# It's Cold In Tennessee



## ParisTNDude (Oct 7, 2013)

Unfortunately, we've had to leave the Cruze outside for a number of days since they're doing some remodeling at our house and needed the garage to store materials in. The Vette's still there and I told them the Vette stays even if you have to store your junk outside.

Anyway, the temperature got down to 2 degrees the other night and the Cruze just cranked perfectly...I'm relieved since my last diesels were in Montana and Wyoming and didn't fair so well. My neighbor across the street drives a diesel Ford and he spent an hour trying to get it started the next morning. I see today, it's plugged in...good idea on those Fords.


----------



## TD_Cruze (Jan 15, 2014)

It was cold here this morning as well. The temp. was -10, and the wind chill was -25. My car had two slow cranks, then on the third it fired right up. Hearing these stories of the TD Cruzen starting easily in the winter is awesome! One less thing for me to worry about when I buy mine this spring. Great job Chevy!


----------



## KpaxFAQ (Sep 1, 2013)

ParisTNDude said:


> Unfortunately, we've had to leave the Cruze outside for a number of days since they're doing some remodeling at our house and needed the garage to store materials in. The Vette's still there and I told them the Vette stays even if you have to store your junk outside.
> 
> Anyway, the temperature got down to 2 degrees the other night and the Cruze just cranked perfectly...I'm relieved since my last diesels were in Montana and Wyoming and didn't fair so well. My neighbor across the street drives a diesel Ford and he spent an hour trying to get it started the next morning. I see today, it's plugged in...good idea on those Fords.
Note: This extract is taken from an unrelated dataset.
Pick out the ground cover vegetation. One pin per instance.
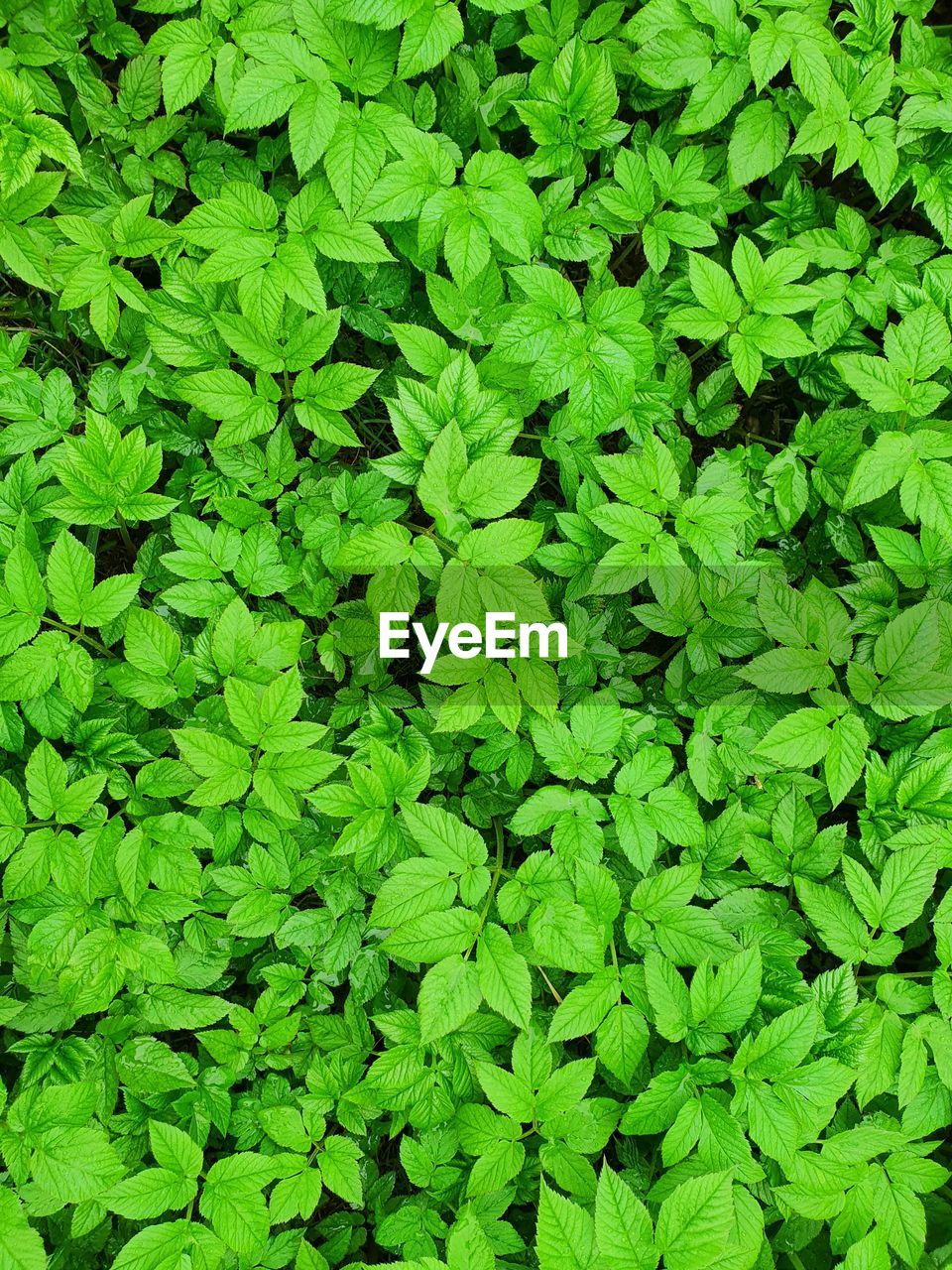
(634, 318)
I think I'd probably sleep outside before a vette (if I had one) did!


----------



## Patman (May 7, 2011)

Found that out this last weekend. Son had a soccer tournament in Knoxville. Saturday and Sunday were in the 30s. My son said he wasn't cold. I think he was lying since he was sick on the way back home to Cinti and Monday for school. I just hope it warms up by the end of February another tourney. This time in Memphis.


----------



## Eugene_C (Mar 15, 2012)

TD_Cruze said:


> It was cold here this morning as well. The temp. was -10, and the wind chill was -25. My car had two slow cranks, then on the third it fired right up. Hearing these stories of the TD Cruzen starting easily in the winter is awesome! One less thing for me to worry about when I buy mine this spring. Great job Chevy!



I know it's so much better now than it was 30 years ago, there is just no comparison. As long as the fuel is flowing, they start now. That wasn't always a given. I remember using double batteries, hair dryers, push-starts and other hair-brained methods to get diesel cars going back in the 80s. Sometimes you'd spend 20 minutes out in the cold getting it started.

A lot of gas cars weren't the easiest to start either. Anyone remember "instant start"? It was spray ether, and you had to pop your hood and open the air intake and spray it in there and hope it didn't backfire in your face and that you didn't drop the wing-nut into the snow because you couldn't feel your fingers. lol.


----------



## jblackburn (Apr 14, 2012)

Eugene_C said:


> I know it's so much better now than it was 30 years ago, there is just no comparison. As long as the fuel is flowing, they start now. That wasn't always a given. I remember using double batteries, hair dryers, push-starts and other hair-brained methods to get diesel cars going back in the 80s. Sometimes you'd spend 20 minutes out in the cold getting it started.
> 
> A lot of gas cars weren't the easiest to start either. Anyone remember "instant start"? It was spray ether, and you had to pop your hood and open the air intake and spray it in there and hope it didn't backfire in your face and that you didn't drop the wing-nut into the snow because you couldn't feel your fingers. lol.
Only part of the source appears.